Like his uncle, he’d hi-jacked the revolution and sacrificed it for his personal power and glory. The Bonaparte play-book was to be followed to the bitter end, however. This Second Empire lasted only a few years longer than his uncle’s short-lived First Empire. Napoleon III’s Waterloo was a dismal affair. He was tricked by Bismarck into declaring war on Prussia in 1870, and France’s defeat was swift and devastating. Napoleon III went into exile in England after his shattered army surrendered at Sedan. The citizens of Paris filled the power vacuum in their city by declaring a commune in 1871; it was brutally crushed by government troops later that year (somewhere between 20,000 and 30,000 working class Parisians were slaughtered).
So, the year 2021 presents France with as many as four problematic anniversaries (even Mr Macron is somewhat at a loss in trying to find an appropriate way of marking them): 60 years since the attempted coup against de Gaulle; 150 years since the Paris Commune and its bloody suppression; 170 years since Louis Napoleon’s coup d’état; and 200 years since the death of Napoleon Bonaparte, the man who set all these tragic events in train with his coup of 1799.
Hot on the heels of Louis Napoleon’s 1851 coup, Karl Marx wrote a book-length comment – The Eighteenth Brumaire of Louis Napoleon – comparing it to the uncle’s coup of 1799. The book begins:
“Hegel remarks somewhere that all the facts and personages of great importance in world history occur, as it were, twice. He forgot to add: the first time as tragedy, the second as farce.”
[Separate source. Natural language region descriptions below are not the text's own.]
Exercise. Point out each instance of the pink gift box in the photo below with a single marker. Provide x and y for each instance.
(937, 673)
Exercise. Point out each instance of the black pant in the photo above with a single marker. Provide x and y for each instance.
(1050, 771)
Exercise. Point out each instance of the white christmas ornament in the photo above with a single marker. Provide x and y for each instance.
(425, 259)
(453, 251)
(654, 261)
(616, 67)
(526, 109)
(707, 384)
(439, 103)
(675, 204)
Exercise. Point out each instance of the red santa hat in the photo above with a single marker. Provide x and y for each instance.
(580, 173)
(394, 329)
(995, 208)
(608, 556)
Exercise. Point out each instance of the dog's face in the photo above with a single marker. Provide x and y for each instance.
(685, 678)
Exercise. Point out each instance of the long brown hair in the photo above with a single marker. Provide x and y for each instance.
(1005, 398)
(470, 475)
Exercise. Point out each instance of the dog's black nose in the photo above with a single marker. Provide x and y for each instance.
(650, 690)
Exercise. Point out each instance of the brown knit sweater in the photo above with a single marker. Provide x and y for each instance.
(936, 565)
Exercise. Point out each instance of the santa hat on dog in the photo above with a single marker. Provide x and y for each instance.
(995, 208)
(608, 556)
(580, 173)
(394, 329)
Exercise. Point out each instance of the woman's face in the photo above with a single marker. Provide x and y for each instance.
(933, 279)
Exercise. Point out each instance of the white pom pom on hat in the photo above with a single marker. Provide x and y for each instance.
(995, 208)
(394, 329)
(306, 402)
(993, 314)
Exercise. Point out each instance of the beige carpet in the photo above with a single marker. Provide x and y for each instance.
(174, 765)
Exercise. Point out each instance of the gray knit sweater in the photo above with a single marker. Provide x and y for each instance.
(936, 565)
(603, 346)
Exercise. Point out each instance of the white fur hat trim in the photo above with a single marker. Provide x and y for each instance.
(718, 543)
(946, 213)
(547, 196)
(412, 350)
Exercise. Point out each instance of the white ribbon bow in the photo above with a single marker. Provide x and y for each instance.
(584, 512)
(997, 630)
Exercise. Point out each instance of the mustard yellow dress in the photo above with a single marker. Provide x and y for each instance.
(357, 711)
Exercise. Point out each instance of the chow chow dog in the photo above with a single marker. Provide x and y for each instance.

He was writing before the farce had turned to tragedy again with the Franco-Prussian war and the Commune, but he has a point. Those generals who wrote last week’s letter obviously don’t read Marx – they’d have realised how ridiculous their battle-cry was if they had. But the black farce of that letter – coming as it did on the two-hundredth anniversary of the death of the man whose 18th Brumaire launched all these tragi-comedies – must have left Marx laughing bleakly in his grave up in Highgate Cemetery this week.
[i] See The Black Count by Tom Reiss – a brilliant, gripping and revelatory biography of General Dumas (father of Alexander The Count of Monte Cristo Dumas) – for more about this fascinating aspect of the French revolution. General Dumas was the son of a black slave and genuinely devoted to the ideals of liberty, fraternity and democracy; inevitably he was stabbed in the back by his self-serving rival, General Bonaparte.
Cover page image: Ingres. Napoleon as Jupiter/Zeus/God. High-camp neo-fascist art – hilarious and frightening.